His second term plans to fight AIDS, put a man on Mars, and protect Second Amendment rights came at the end and without detail.
Hours before Trump's rally, Quinnipiac University released a poll showing that in Florida, another critical swing state, voters give Trump a negative approval rating, 51% to 44 percent, and that the president would trail the top Democratic contenders there.
Others polls have found similar results in Pennsylvania and other battleground states, and have been backed up by some of the Trump campaign's internal polling numbers that were leaked to reporters.
Trump and Republicans argue, however, that he is far better positioned to win this time.

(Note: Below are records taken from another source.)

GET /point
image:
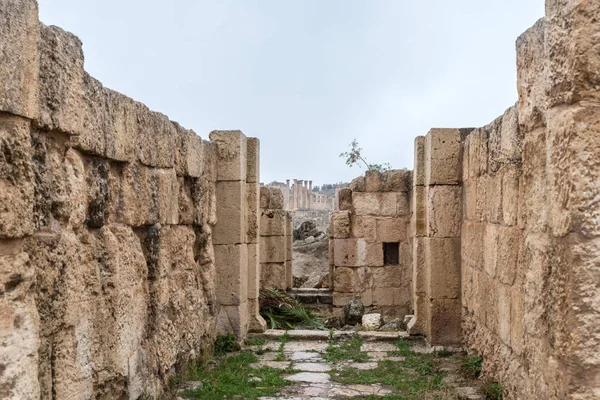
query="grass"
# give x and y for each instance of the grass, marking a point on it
(233, 377)
(417, 376)
(345, 351)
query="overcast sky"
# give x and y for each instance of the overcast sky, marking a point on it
(307, 76)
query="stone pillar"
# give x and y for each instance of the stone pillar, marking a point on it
(437, 230)
(230, 233)
(257, 323)
(273, 222)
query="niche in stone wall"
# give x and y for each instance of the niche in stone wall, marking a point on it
(391, 253)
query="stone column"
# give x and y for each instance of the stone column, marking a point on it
(257, 323)
(230, 233)
(441, 229)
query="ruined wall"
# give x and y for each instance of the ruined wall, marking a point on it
(530, 244)
(276, 237)
(108, 213)
(374, 210)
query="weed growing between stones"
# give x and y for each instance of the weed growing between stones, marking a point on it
(234, 377)
(345, 351)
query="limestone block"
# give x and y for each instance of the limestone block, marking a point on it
(573, 61)
(490, 245)
(419, 211)
(419, 272)
(253, 224)
(345, 199)
(396, 180)
(445, 317)
(373, 181)
(273, 222)
(444, 211)
(265, 197)
(19, 30)
(253, 271)
(443, 153)
(510, 194)
(20, 324)
(121, 127)
(443, 264)
(379, 204)
(357, 253)
(231, 205)
(364, 227)
(155, 139)
(391, 230)
(61, 81)
(231, 263)
(531, 77)
(419, 164)
(16, 178)
(253, 168)
(232, 155)
(472, 244)
(273, 275)
(341, 224)
(272, 249)
(276, 199)
(358, 184)
(189, 152)
(233, 320)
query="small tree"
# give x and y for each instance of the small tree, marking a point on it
(354, 157)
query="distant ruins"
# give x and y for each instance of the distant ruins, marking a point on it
(127, 242)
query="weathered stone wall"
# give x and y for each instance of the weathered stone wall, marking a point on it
(374, 210)
(276, 238)
(108, 214)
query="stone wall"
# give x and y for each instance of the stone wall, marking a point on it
(276, 238)
(374, 210)
(108, 215)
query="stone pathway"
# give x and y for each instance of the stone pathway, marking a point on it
(313, 380)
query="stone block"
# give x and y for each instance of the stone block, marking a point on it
(16, 177)
(231, 154)
(443, 154)
(379, 204)
(231, 205)
(345, 199)
(390, 230)
(396, 180)
(273, 275)
(443, 264)
(272, 249)
(340, 224)
(273, 222)
(253, 223)
(121, 127)
(276, 199)
(253, 271)
(531, 77)
(253, 156)
(155, 138)
(419, 215)
(231, 263)
(445, 319)
(419, 164)
(19, 30)
(357, 253)
(472, 244)
(233, 320)
(188, 153)
(265, 197)
(444, 211)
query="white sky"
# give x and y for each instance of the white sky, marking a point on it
(307, 76)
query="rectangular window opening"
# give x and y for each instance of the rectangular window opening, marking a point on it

Unlike the haphazard 2016 campaign, Trump has a fully staffed operation working for him from a sleek Arlington, Va., office. His campaign has already spent more than $10 million on digital ads on Facebook and Google, dwarfing every Democratic contender, according to tracking by Bully Pulpit Interactive, a Democratic consulting firm.
His team is collecting data from the thousands who attend Trump rallies, hoping to organize a volunteer army. And the president has an emotional pull on his supporters that few politicians can match.

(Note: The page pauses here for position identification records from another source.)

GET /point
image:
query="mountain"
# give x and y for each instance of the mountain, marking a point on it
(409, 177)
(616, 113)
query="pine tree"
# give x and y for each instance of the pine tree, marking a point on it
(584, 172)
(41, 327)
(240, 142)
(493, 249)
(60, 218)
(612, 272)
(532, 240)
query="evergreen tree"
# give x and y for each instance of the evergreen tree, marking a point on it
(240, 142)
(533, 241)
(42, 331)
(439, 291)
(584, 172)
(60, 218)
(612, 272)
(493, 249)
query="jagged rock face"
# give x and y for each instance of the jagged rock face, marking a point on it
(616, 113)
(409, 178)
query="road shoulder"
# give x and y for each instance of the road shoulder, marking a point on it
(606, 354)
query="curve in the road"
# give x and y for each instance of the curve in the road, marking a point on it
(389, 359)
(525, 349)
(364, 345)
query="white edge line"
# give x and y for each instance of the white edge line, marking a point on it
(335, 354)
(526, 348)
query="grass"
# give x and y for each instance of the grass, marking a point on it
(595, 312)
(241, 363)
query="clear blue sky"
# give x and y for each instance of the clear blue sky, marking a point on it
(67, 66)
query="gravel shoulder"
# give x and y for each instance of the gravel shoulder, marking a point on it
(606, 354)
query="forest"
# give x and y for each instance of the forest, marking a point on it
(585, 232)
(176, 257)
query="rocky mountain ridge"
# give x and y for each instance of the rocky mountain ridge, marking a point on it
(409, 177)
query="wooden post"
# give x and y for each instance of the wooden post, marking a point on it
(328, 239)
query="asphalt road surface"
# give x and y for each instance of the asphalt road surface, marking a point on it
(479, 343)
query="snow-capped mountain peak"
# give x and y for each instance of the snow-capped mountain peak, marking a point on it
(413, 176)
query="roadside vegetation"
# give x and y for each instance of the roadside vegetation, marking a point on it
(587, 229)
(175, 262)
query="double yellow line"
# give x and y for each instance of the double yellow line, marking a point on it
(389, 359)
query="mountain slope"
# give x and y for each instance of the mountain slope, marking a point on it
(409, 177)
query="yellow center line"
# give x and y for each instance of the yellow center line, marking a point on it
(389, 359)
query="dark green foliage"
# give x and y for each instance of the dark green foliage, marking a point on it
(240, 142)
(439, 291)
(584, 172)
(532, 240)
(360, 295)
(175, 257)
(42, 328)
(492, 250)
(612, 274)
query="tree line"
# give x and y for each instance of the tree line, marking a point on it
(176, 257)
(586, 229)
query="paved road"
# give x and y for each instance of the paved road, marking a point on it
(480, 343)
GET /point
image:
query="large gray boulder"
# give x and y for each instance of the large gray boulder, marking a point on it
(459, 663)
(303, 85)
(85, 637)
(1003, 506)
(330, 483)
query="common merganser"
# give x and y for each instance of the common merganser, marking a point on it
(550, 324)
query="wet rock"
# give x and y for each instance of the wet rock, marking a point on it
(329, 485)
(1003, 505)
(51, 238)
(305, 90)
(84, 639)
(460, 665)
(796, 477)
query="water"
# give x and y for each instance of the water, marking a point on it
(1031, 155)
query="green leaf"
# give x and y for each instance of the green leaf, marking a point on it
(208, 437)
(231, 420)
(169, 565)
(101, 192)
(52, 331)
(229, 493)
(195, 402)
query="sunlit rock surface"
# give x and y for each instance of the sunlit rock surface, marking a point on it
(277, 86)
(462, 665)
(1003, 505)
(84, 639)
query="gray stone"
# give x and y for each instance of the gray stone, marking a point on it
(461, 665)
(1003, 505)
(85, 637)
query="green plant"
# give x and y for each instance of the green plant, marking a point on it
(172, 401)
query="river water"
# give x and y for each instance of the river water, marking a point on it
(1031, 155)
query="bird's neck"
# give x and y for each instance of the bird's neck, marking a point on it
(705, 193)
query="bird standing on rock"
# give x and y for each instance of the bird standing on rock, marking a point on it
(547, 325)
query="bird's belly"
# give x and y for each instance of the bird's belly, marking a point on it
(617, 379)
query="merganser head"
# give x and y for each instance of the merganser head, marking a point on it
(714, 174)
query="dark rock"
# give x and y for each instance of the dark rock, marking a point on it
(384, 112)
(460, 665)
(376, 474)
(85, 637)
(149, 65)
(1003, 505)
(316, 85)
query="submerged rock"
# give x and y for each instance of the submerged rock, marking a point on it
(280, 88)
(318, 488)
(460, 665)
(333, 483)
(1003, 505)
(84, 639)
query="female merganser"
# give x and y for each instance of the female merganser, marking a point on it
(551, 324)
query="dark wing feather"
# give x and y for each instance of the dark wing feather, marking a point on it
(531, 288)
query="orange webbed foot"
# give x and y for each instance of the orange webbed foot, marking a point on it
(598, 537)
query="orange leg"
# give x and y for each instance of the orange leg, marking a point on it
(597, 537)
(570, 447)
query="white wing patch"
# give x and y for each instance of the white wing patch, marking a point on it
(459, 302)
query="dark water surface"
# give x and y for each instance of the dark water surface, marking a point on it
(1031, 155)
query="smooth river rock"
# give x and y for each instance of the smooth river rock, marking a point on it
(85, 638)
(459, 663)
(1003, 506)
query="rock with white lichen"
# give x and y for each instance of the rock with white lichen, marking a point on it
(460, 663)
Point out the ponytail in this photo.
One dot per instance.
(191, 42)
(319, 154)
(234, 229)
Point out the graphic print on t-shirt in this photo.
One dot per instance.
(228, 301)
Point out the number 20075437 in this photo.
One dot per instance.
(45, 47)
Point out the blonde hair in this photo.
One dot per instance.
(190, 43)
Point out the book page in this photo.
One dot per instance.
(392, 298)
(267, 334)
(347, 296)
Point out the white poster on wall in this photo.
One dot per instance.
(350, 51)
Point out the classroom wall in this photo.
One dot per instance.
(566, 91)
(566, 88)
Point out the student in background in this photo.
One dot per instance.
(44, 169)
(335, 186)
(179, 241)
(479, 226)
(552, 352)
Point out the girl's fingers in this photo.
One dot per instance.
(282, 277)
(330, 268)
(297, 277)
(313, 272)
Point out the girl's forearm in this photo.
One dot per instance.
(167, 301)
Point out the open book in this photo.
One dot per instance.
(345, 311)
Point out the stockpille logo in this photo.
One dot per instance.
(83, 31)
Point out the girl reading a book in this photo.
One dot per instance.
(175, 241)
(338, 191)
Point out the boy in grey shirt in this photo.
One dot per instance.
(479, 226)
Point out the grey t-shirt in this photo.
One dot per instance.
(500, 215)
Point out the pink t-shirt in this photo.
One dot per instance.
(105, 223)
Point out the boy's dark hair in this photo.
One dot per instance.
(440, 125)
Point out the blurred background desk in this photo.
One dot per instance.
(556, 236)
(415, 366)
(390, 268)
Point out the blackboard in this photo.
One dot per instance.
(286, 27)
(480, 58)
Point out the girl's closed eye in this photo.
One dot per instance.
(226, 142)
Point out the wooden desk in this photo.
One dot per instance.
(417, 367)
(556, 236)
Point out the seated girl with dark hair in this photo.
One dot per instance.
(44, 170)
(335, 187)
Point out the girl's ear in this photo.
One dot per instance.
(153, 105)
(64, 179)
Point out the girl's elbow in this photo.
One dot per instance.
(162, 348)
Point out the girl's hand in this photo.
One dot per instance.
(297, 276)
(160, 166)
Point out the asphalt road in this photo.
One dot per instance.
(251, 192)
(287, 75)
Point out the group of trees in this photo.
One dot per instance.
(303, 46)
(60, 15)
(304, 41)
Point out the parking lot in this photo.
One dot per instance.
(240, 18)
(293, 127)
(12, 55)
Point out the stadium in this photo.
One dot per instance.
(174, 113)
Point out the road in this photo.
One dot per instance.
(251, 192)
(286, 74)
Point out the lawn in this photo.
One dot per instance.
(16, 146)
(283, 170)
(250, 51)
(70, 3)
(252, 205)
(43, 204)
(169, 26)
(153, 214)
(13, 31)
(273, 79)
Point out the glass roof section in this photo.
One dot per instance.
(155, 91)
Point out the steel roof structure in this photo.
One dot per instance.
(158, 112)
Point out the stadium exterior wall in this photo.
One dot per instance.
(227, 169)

People began lining up outside the Amway Center in Orlando more than 40 hours before Trump's rally. Elsewhere, the Republican National Committee planned about 1,000 watch parties across the country, including 37 in Pennsylvania.
"We were an insurgent campaign last time," said Ted Christian, Trump's 2016 state director in Pennsylvania, "Now we have almost an 18-month head start on the reelection. It's nice to have a unified party, and I think everyone is very excited about working for the president and touting his accomplishments."
Trump fans at a watch party at Conshohocken Brewing Co. in King of Prussia wore Make America Great Again hats and lots of red. Dasha Pruett, who came to this country from Russia when she was 10, said she sees the president as a shield against socialist-leaning Democratic candidates.